If so bad, why do it?

Diamond claims it is a need, not a choice
Population pressures
Trade quantity for quality
Adopt agriculture –> drive out others
Seductive blessing, still unrealized for many
[One of my most popular blog-posts is an analysis of Diamond’s Worst Mistake in the History of the Human Race]

At this point, a clip from Guns, Germs & Steel (film version)

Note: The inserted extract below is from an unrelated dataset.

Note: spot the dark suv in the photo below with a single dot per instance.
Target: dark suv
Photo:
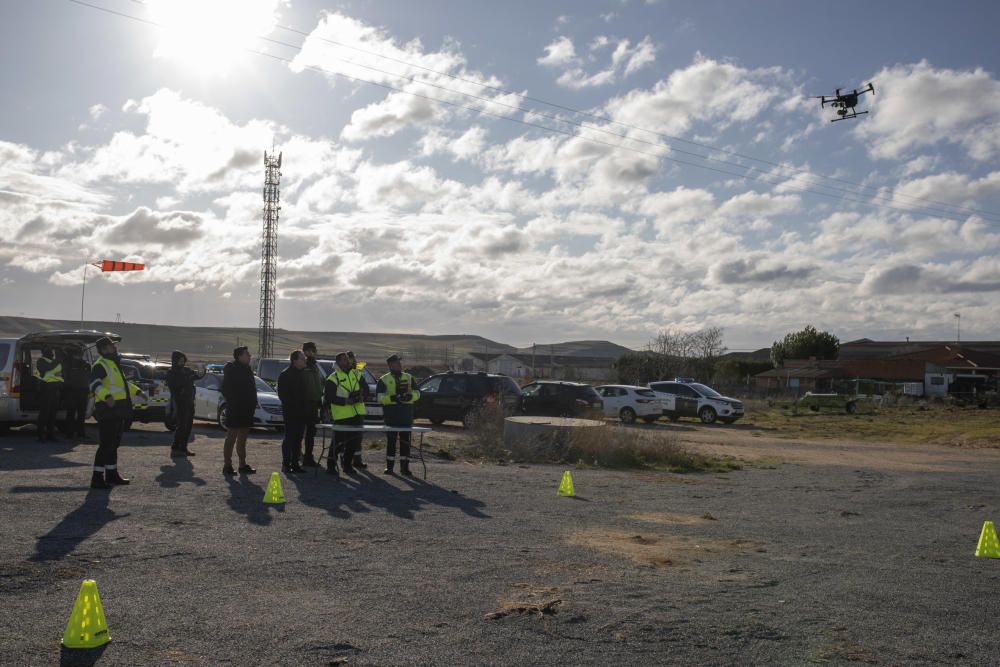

Look for importance of certain animals and plants in certain habitats = candidates for domestication
What would be the long-term consequences of these geographic differences?
Does the Jared Diamond of Guns, Germs & Steel (and the voiceover) sound like the Jared Diamond of “Worst Mistake”?
[Another of my most popular blog-posts analyzes the Jared Diamond of Guns, Germs, and Steel]

Domesticating (Lavenda & Schultz:194)

Opening paths of human-plant-animal interaction
Changes in human-plant-animal relationships = co-evolution
I prefer this to ideas of interference and control
Humans may act deliberately, but hardly in control
Humans, plants and animals continue to interact with “wild” counterparts
Is not the moment when people go from being “natural” to “unnatural”
[I’ve posted about this as domestication opening Relational Pathways]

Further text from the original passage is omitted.